By: Cindy Kibbe
The third annual Outstanding Women in Business, presented by New Hampshire Business Review and Laconia Savings Bank, salutes the winners of the 2008 Outstanding Women in Business Awards, celebrating the success and achievements of women in our state's business community.
We have profiled six women who have truly excelled, not only in their professional lives, but as leaders and role models. While they come from different industries and walks of life, they share several things in common - extraordinary accomplishments, a strong sense of self and a belief that anything is possible.
Their commitment and vision make them true leaders in their chosen fields.
In the mid-1980's, Deborah Osgood took the reins of one of the most prestigious - but financially troubled - high-tech companies of the day after its owner died. As head of Snell Acoustics, Osgood tapped into a myriad of public resources and grants, putting the company on an impressive growth track.
She believed other businesses could benefit from all the research she did. But what a business owner might call a "research grant," a state agency might call "economic development." How do you get the two sides to speak a common language?
The answer came in the form of the Knowledge Institute and BUZGate, the Business Utility Zone Gateway. Launched by Osgood and her husband Bill, BUZGate is a free, Web-based directory that is as easy to use as it is vast in resources.
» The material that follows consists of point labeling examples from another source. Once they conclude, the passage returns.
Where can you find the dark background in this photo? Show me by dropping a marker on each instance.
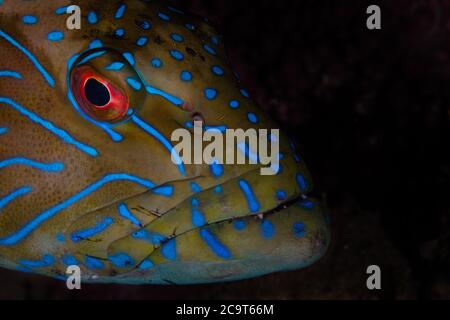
(370, 111)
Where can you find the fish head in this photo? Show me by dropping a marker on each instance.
(91, 175)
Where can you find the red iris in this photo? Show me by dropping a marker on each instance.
(98, 97)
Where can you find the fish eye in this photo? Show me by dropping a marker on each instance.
(96, 92)
(105, 86)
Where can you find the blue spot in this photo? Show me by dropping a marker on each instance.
(299, 229)
(51, 167)
(142, 41)
(240, 224)
(177, 37)
(234, 104)
(253, 118)
(189, 26)
(176, 101)
(301, 182)
(94, 263)
(215, 129)
(119, 33)
(164, 16)
(125, 213)
(177, 55)
(253, 203)
(30, 56)
(186, 76)
(209, 49)
(163, 140)
(166, 191)
(169, 250)
(268, 229)
(146, 264)
(95, 44)
(195, 187)
(144, 24)
(115, 66)
(55, 36)
(307, 204)
(46, 261)
(218, 71)
(121, 260)
(218, 248)
(134, 83)
(61, 10)
(120, 11)
(216, 169)
(210, 93)
(130, 58)
(198, 218)
(249, 153)
(156, 63)
(92, 17)
(13, 196)
(69, 260)
(245, 93)
(87, 233)
(281, 195)
(30, 20)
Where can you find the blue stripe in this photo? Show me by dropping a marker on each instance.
(94, 263)
(87, 233)
(13, 195)
(55, 36)
(218, 248)
(166, 191)
(121, 260)
(46, 261)
(253, 203)
(169, 250)
(249, 154)
(115, 66)
(50, 167)
(92, 17)
(49, 213)
(158, 136)
(124, 212)
(49, 126)
(30, 56)
(12, 74)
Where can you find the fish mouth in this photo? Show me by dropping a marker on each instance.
(291, 235)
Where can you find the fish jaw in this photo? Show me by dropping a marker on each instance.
(206, 237)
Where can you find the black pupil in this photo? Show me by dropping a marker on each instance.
(96, 93)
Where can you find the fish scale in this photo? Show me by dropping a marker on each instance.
(77, 190)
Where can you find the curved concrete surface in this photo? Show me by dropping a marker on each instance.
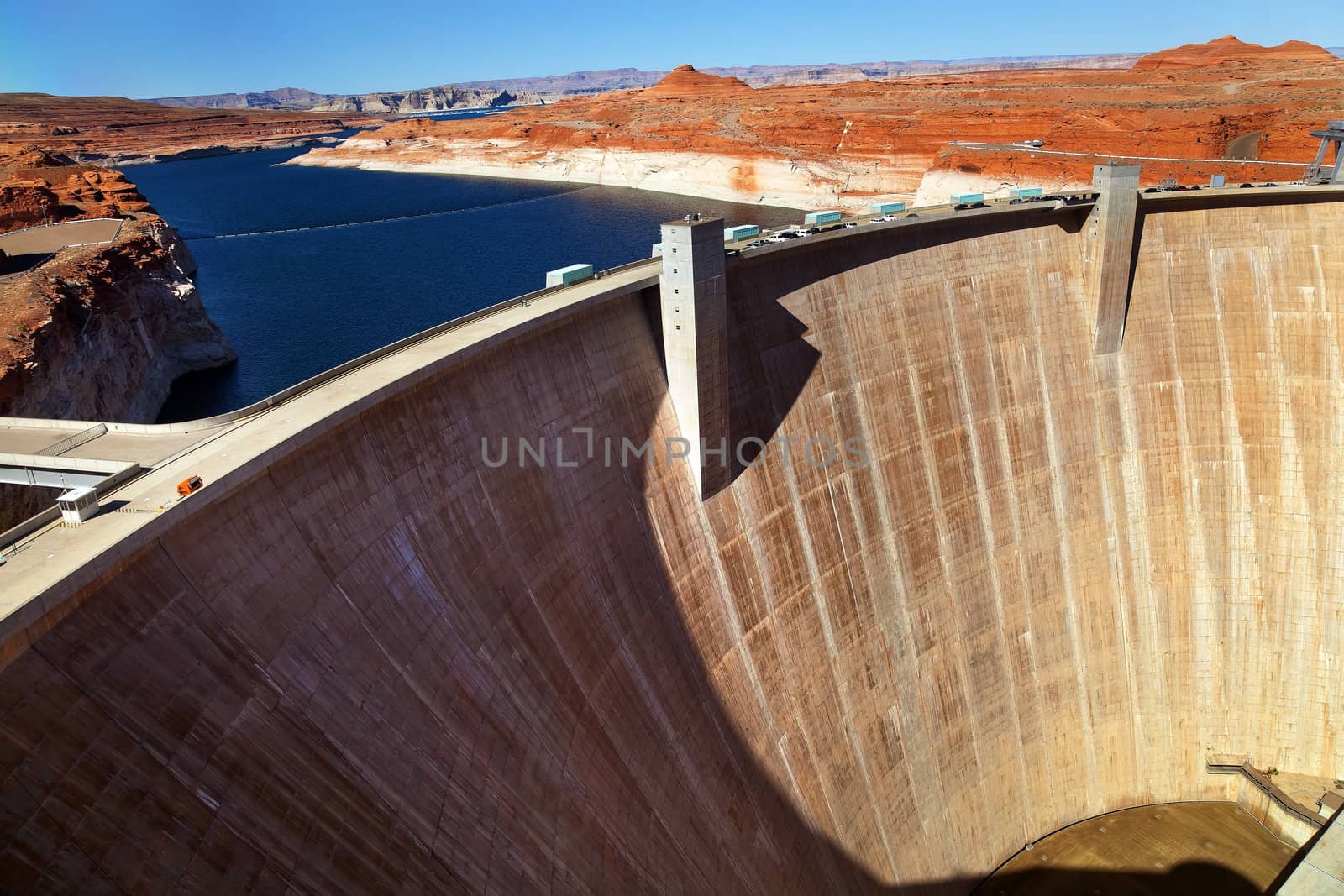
(1173, 849)
(365, 660)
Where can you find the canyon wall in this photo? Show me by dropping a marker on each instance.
(121, 324)
(373, 661)
(100, 333)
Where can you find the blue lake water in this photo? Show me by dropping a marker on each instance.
(296, 304)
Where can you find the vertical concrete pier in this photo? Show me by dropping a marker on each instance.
(1110, 248)
(1332, 143)
(696, 343)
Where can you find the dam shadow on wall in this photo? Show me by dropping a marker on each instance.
(769, 358)
(541, 640)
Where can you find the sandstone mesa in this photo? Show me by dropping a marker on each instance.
(1220, 107)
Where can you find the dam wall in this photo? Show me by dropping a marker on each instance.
(374, 660)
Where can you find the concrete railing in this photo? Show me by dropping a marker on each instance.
(1267, 785)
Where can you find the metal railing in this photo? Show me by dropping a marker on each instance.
(71, 443)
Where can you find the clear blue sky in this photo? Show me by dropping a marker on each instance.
(139, 49)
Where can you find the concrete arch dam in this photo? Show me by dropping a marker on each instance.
(363, 660)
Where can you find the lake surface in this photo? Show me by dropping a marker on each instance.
(295, 304)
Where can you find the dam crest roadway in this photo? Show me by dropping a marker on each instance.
(1068, 574)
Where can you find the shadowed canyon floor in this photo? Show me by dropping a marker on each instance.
(1158, 851)
(366, 660)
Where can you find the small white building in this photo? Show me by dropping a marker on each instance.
(78, 506)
But Osgood has gone well beyond just developing database directories for business owners. She volunteers her time with many organizations, including the New Hampshire Jobs for America's Graduates, Big Brothers Big Sisters, SCORE and the Women's Business Center. In her latest endeavor, she is working as a mentor for Iraqi women learning how to run a business.
Q. What did you find to be the biggest challenge as a woman on the road to achieving your success?
A. There were some male executives I dealt with around the world that couldn't shake my hand. Another struggle was not just a woman's issue, but trying to convince everyone that the BUZGate model was really a good thing to do. We had to work to get everyone to play well together.
Q. Have you found a difference in how women are accepted as successful in their chosen careers as compared to their male counterparts?
A. I'm afraid so, event today. You really do have to do twice as much to be taken seriously. A positive development is the growth rate of women entrepreneurs. It is twice that of other firms. In the traditional corporate environment, there is still the glass ceiling. Becoming an entrepreneur has fewer barriers to success.
Q. What was your biggest mistake and what did you learn from it?
A. It was in not believing in myself early enough. When you have good ideas and the ability to carry them out, but not the confidence, it really is a tragedy.
Q. Who has been most instrumental in your success and why?
A. Working with Bill early on as colleagues, then as husband and wife, and now co-owners, he has been the most significant asset, support and model.
Q. What advice would you give to young women just starting their careers?
A. Believe in yourself. Be disciplined enough to focus on what you want to achieve, and then go for it.